Niniveh, an Example of Repentance

A true example of repentance is found in the narrative of Nineveh. The people to whom Jonah was sent to preach reacted to his message. Jesus says, “they repented at the preaching of Jonah” (Luke 11:32). Although it was a godless, heathen city, their humility was manifested by the fact that they repented upon hearing a one-time sermon delivered by a foreign prophet of God. Maybe they had heard about his experience with the great fish. If so, his message would have been all the more pertinent and more willing to be accepted. 

They “believed God” (Jonah 3:5). They are praised for believing. They realized that they were accountable to God and needed to submit to His judgment. They understood the message and what God demanded of them. They brought word to the king. Then the king and all his subjects humbled themselves. 
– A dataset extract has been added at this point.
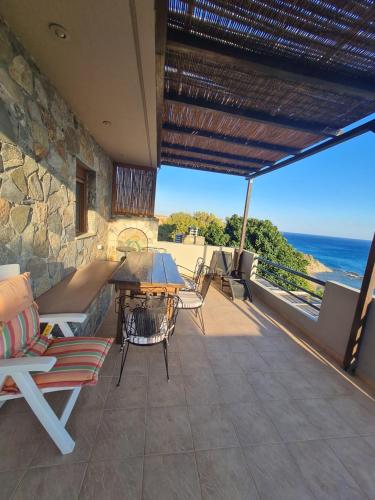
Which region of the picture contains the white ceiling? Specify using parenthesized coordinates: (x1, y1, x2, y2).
(0, 0, 157, 167)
The king put aside his crown and exchanged his royal garments for sackcloth and sat in dirt and ashes. In this manner, he showed his unworthiness before a righteous God who could dethrone him. The king called for a fast that all people and animals were to undertake. They cried out to God. They turned from their evil ways, from their crimes, briberies, and godless living. That is what God desired and why Jonah was sent to them. 

As far as we know, they were given no promises but only the threat of destruction, which was to take place within forty days. But they believed that God would be merciful. That is why they said: “Who can tell if God will turn and relent, and turn away from His fierce anger, so that we may not perish?” (Jonah 3:9) They could only hope for mercy, in a similar manner to the prodigal son, who came back to the Father with the intent to plead for mercy. 

God spared them. He had mercy on them. Why? Was it because He saw their tears or because He heard their cries? No, the Bible says: “Then God saw their works, that they turned from their evil way; and God relented from the disaster that He had said He would bring upon them, and He did not do it” (Jonah 3:10). 

No doubt, God saw their tears and heard their cries. But that could have been superficial and only due to the fear of destruction. However, when God saw that they turned from their evil way, that they had genuine godly sorrow, He was merciful.

Jesus called this repentance. It includes a turning away from all evil ways. Repentance means to believe God’s Word, humble oneself, confess one’s sins, turn from them, and clear up the wrong one has done as far as is possible. Clearing up past wrongs makes way for a pure life in the future. Whoever repents in this manner will experience God’s mercy and will never regret having repented.